Tsunamis propagate over long distances and can cause widespread damage even after crossing ocean basins. Prediction of tsunamis in distant areas based on observations near their sources is critical to mitigating damage. In recent years, the accuracy of numerical models of trans-oceanic tsunami propagation has improved significantly due to the incorporation of effects such as the solid earth response to tsunami loading and wave dispersion. However, these models are computationally expensive and have not been fully utilized for real-time prediction.

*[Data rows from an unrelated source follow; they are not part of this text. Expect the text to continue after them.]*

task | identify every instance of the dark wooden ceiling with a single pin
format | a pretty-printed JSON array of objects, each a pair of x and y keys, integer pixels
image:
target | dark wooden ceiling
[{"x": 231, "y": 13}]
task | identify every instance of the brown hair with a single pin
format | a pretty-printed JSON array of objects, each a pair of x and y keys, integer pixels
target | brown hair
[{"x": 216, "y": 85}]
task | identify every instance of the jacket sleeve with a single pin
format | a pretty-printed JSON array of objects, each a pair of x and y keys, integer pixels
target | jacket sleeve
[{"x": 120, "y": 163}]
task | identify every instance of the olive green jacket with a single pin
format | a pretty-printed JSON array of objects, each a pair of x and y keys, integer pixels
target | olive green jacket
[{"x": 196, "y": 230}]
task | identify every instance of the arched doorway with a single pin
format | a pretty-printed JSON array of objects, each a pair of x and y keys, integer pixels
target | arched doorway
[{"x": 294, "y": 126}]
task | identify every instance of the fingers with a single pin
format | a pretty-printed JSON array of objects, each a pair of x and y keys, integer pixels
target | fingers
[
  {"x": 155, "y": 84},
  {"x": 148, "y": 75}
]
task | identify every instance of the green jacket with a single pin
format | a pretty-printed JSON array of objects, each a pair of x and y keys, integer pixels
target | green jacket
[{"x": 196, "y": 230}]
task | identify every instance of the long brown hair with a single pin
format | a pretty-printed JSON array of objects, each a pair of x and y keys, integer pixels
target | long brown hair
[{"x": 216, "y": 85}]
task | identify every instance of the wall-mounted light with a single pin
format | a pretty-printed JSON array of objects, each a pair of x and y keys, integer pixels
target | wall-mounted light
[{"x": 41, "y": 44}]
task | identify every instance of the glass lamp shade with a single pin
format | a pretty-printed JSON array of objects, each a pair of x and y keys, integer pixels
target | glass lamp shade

Here, we derive the adjoint operator for the linear set of equations describing deep-ocean tsunami propagation and show how a pre-computed database of adjoint states can achieve rapid synthesis of tsunami waveforms at target sites from nonpoint arbitrary tsunami sources. The adjoint synthesis method allows for an exhaustive parameter search for tsunami source estimation. A method for simultaneous inversion of fault geometry and slip distribution using adjoint synthesis with Sequential Monte Carlo method was proposed and applied to the 2012 Haida Gwaii earthquake tsunami. The influence of model accuracy and the amount of observed data on the estimation of tsunami sources and waveforms was examined. It was found that with a highly accurate propagation model, using only a limited amount of observed data produced source and waveform estimates very similar to the final models obtained with much larger data sets. The final inferred fault model involved megathrust slip distributed between the Haida Gwaii trench and the Queen Charlotte fault. The proposed method can also quantify the uncertainty of the waveform forecasts.